Inside the Thimble Aesthetic

How Our Design System Breathes New Life into the Insurance Industry.

Inside the Thimble Aesthetic

In developing the new Thimble brand, the design system evolved to reflect our aspirations as a new-school contender in an old-school industry.

What do most designers think about the prospect of designing for insurance?
Boring? Bland? Out of touch? Not interested? Probably all of the above—and honestly, you can’t blame them.

Insurance has been one of the last verticals in financial services to be meaningfully reshaped by technology. Its public perception hasn’t helped either, it lacks excitement and feels behind the times. But that’s changing fast. And with that change comes a host of opportunities to solve real problems using modern design practices..

The Starting Point: Black, Yellow, and Uncanny Valley All Over

Verifly, while an innovative insurance product, was originally built for drone pilots years ago. It has since evolved to offer business insurance to over 160 professions. As one of the new school insurance brands that emerged within the space to disrupt the industry with on-demand insurance offerings, Verifly was very much due for a rebrand.

It was time.

The name and look-and-feel with which Verifly made its entrance needed a refresh. The black and yellow branding, colors often synonymous with DANGER! WARNING! and insects that sting, combined with the mid-century oil painting portraiture aesthetic that dominated the site and app, were not aging well.

The initial intent of the regal painting illustrations was to make users feel empowered to have more granular control over their business insurance needs. But over time, they started to feel a bit, well... creepy.

The Challenge: A Visual Aesthetic to Match Our Values and Value Proposition

Our new brand needed a visual aesthetic that resonated better with users. Working with branding agency Red Antler, the challenge was set to develop a new brand identity. The brief was simple (yet difficult): we wanted something new, modern, and tech-forward—yet established and trustworthy enough that you’d feel confident using Thimble for your insurance needs.

Once those challenges were addressed, the resulting brand identity would form the basis for a design system—shaping user interfaces with a new visual language and giving the organization a new zero-point reference to move forward from.

The Resolution (Drumroll, Please…)

Blue is used in many corporate logos for a reason.
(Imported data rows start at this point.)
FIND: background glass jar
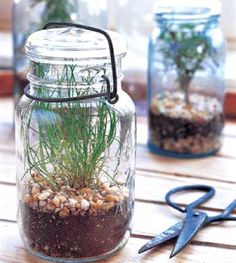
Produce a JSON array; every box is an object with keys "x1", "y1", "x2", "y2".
[
  {"x1": 148, "y1": 1, "x2": 225, "y2": 158},
  {"x1": 16, "y1": 24, "x2": 135, "y2": 262},
  {"x1": 13, "y1": 0, "x2": 108, "y2": 101}
]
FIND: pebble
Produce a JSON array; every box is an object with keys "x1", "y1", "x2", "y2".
[
  {"x1": 58, "y1": 195, "x2": 67, "y2": 203},
  {"x1": 81, "y1": 199, "x2": 90, "y2": 211},
  {"x1": 39, "y1": 201, "x2": 47, "y2": 207},
  {"x1": 52, "y1": 196, "x2": 60, "y2": 207},
  {"x1": 69, "y1": 198, "x2": 78, "y2": 207},
  {"x1": 105, "y1": 194, "x2": 120, "y2": 203},
  {"x1": 59, "y1": 207, "x2": 70, "y2": 218},
  {"x1": 38, "y1": 191, "x2": 50, "y2": 200},
  {"x1": 23, "y1": 179, "x2": 129, "y2": 218}
]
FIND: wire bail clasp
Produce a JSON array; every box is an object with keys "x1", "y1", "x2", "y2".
[{"x1": 24, "y1": 22, "x2": 119, "y2": 104}]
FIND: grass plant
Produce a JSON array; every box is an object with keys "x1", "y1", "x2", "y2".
[{"x1": 22, "y1": 63, "x2": 120, "y2": 190}]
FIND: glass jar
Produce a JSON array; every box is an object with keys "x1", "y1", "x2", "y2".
[
  {"x1": 16, "y1": 25, "x2": 136, "y2": 262},
  {"x1": 148, "y1": 1, "x2": 225, "y2": 158},
  {"x1": 12, "y1": 0, "x2": 77, "y2": 101}
]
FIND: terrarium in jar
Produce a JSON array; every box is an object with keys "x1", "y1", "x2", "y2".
[
  {"x1": 16, "y1": 23, "x2": 136, "y2": 262},
  {"x1": 148, "y1": 1, "x2": 225, "y2": 158}
]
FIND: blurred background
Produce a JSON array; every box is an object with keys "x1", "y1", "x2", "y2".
[{"x1": 0, "y1": 0, "x2": 236, "y2": 116}]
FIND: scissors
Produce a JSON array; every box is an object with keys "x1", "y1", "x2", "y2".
[{"x1": 138, "y1": 185, "x2": 236, "y2": 258}]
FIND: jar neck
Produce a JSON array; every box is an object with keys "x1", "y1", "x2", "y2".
[
  {"x1": 27, "y1": 59, "x2": 123, "y2": 98},
  {"x1": 155, "y1": 13, "x2": 220, "y2": 31}
]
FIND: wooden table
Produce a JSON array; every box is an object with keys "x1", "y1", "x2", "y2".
[{"x1": 0, "y1": 98, "x2": 236, "y2": 263}]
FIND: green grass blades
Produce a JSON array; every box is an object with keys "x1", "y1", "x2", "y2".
[{"x1": 23, "y1": 66, "x2": 120, "y2": 190}]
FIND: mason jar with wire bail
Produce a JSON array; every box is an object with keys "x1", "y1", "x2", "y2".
[
  {"x1": 16, "y1": 23, "x2": 136, "y2": 262},
  {"x1": 148, "y1": 0, "x2": 225, "y2": 158}
]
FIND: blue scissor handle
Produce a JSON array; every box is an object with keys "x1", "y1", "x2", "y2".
[
  {"x1": 166, "y1": 185, "x2": 215, "y2": 213},
  {"x1": 207, "y1": 199, "x2": 236, "y2": 223}
]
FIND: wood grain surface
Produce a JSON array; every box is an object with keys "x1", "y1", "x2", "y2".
[{"x1": 0, "y1": 98, "x2": 236, "y2": 263}]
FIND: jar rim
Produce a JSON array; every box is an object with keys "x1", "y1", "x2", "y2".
[
  {"x1": 154, "y1": 0, "x2": 222, "y2": 20},
  {"x1": 25, "y1": 27, "x2": 127, "y2": 64}
]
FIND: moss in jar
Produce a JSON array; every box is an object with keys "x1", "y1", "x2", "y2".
[
  {"x1": 149, "y1": 20, "x2": 224, "y2": 155},
  {"x1": 19, "y1": 63, "x2": 133, "y2": 259}
]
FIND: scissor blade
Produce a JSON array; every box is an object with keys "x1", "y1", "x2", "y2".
[
  {"x1": 138, "y1": 221, "x2": 183, "y2": 254},
  {"x1": 170, "y1": 212, "x2": 207, "y2": 258}
]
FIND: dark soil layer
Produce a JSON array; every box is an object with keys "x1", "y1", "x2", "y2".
[
  {"x1": 149, "y1": 111, "x2": 224, "y2": 153},
  {"x1": 149, "y1": 111, "x2": 224, "y2": 140},
  {"x1": 20, "y1": 203, "x2": 132, "y2": 258}
]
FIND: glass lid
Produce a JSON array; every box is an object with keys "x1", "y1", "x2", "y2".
[
  {"x1": 154, "y1": 0, "x2": 222, "y2": 20},
  {"x1": 25, "y1": 27, "x2": 127, "y2": 64}
]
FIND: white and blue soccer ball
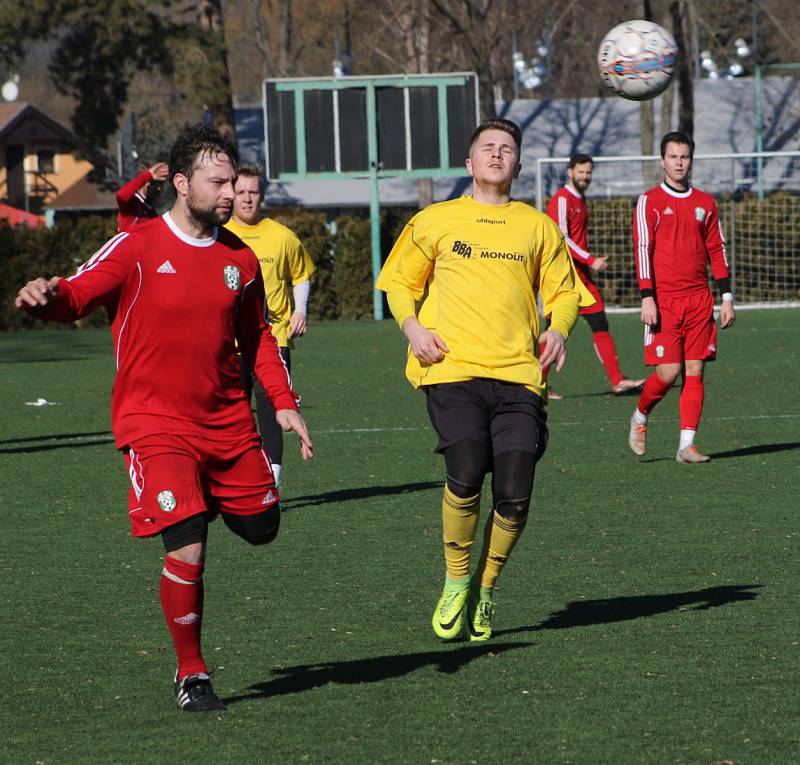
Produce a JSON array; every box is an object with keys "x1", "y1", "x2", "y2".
[{"x1": 597, "y1": 20, "x2": 678, "y2": 101}]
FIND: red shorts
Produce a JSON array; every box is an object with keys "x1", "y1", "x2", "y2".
[
  {"x1": 575, "y1": 265, "x2": 606, "y2": 316},
  {"x1": 125, "y1": 435, "x2": 280, "y2": 537},
  {"x1": 644, "y1": 290, "x2": 717, "y2": 367}
]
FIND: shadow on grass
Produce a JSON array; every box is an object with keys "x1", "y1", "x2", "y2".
[
  {"x1": 224, "y1": 643, "x2": 534, "y2": 704},
  {"x1": 284, "y1": 481, "x2": 444, "y2": 510},
  {"x1": 0, "y1": 351, "x2": 97, "y2": 364},
  {"x1": 494, "y1": 584, "x2": 764, "y2": 635},
  {"x1": 0, "y1": 430, "x2": 114, "y2": 454},
  {"x1": 711, "y1": 441, "x2": 800, "y2": 460}
]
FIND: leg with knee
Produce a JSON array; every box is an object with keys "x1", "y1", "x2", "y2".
[
  {"x1": 159, "y1": 514, "x2": 208, "y2": 680},
  {"x1": 221, "y1": 503, "x2": 281, "y2": 545}
]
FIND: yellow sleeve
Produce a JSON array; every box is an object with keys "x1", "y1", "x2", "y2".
[
  {"x1": 286, "y1": 236, "x2": 317, "y2": 286},
  {"x1": 539, "y1": 232, "x2": 594, "y2": 339},
  {"x1": 375, "y1": 213, "x2": 435, "y2": 302},
  {"x1": 386, "y1": 290, "x2": 417, "y2": 329}
]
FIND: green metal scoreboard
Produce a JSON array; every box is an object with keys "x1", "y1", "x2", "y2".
[{"x1": 263, "y1": 72, "x2": 480, "y2": 319}]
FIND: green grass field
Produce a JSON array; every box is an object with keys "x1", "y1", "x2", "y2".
[{"x1": 0, "y1": 310, "x2": 800, "y2": 765}]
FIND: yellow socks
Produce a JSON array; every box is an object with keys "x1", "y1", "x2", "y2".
[
  {"x1": 475, "y1": 510, "x2": 527, "y2": 588},
  {"x1": 442, "y1": 485, "x2": 481, "y2": 579}
]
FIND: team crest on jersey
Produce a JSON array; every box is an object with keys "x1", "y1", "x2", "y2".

The psychology of the color blue is said to evoke reassurance and trustworthiness, as well as calm and serenity. The new Thimble brand direction needed to capture some of those values while not getting lost in a sea of similar branding.

After a long assessment with Red Antler on color use across financial and technology verticals, we zeroed in on green as the primary color in our new brand palette. This color seemed notably underused in the financial sector, where many legacy brands default to blue or red.

We also made the decision to forgo illustrations altogether and instead use photo objects to showcase the various categories the product offers. This provided a cleaner look and laid the groundwork for future experimentation with photographic or even 3D object imagery.

Developing Our Design System

With an increasingly complex platform spanning web and mobile apps, Thimble had reached a stage where it needed a design system to provide consistency and order. Design systems not only help keep everyone aligned on brand; they also act as living, breathing sets of tools and guidelines that can scale with the company and be embedded into product development cycles and team workflows.

This library merged the new brand direction with reusable UI components and became a single source of truth for the design team.

A full audit of every UI component was conducted to establish the system’s foundation. It eliminated previous inconsistencies and minimized snowflake components. We defined base primitives for grids and layouts, enabling us to integrate new UI elements using the visual language of the brand.

Accessibility was an essential pillar of the design system. Care was taken to ensure all components met accessibility standards. This also marked the beginning of our internal pattern library, a growing repository of proven, reusable components designed for clarity, consistency, and smoother collaboration with engineering throughout the design process.

What’s Next

Insurance can often be more complicated than necessary, weighed down by industry jargon and legalese. The Thimble rebrand gave us an opportunity to redefine the user experience, prioritizing intuitiveness and simplicity as core values of the new visual system.

The results speak for themselves. The difference between the old experience and the new one is night and day. Going forward, our focus is on scaling and refining our design language alongside platform growth—ensuring the system continues to evolve and translates seamlessly into tools like Figma as our needs mature.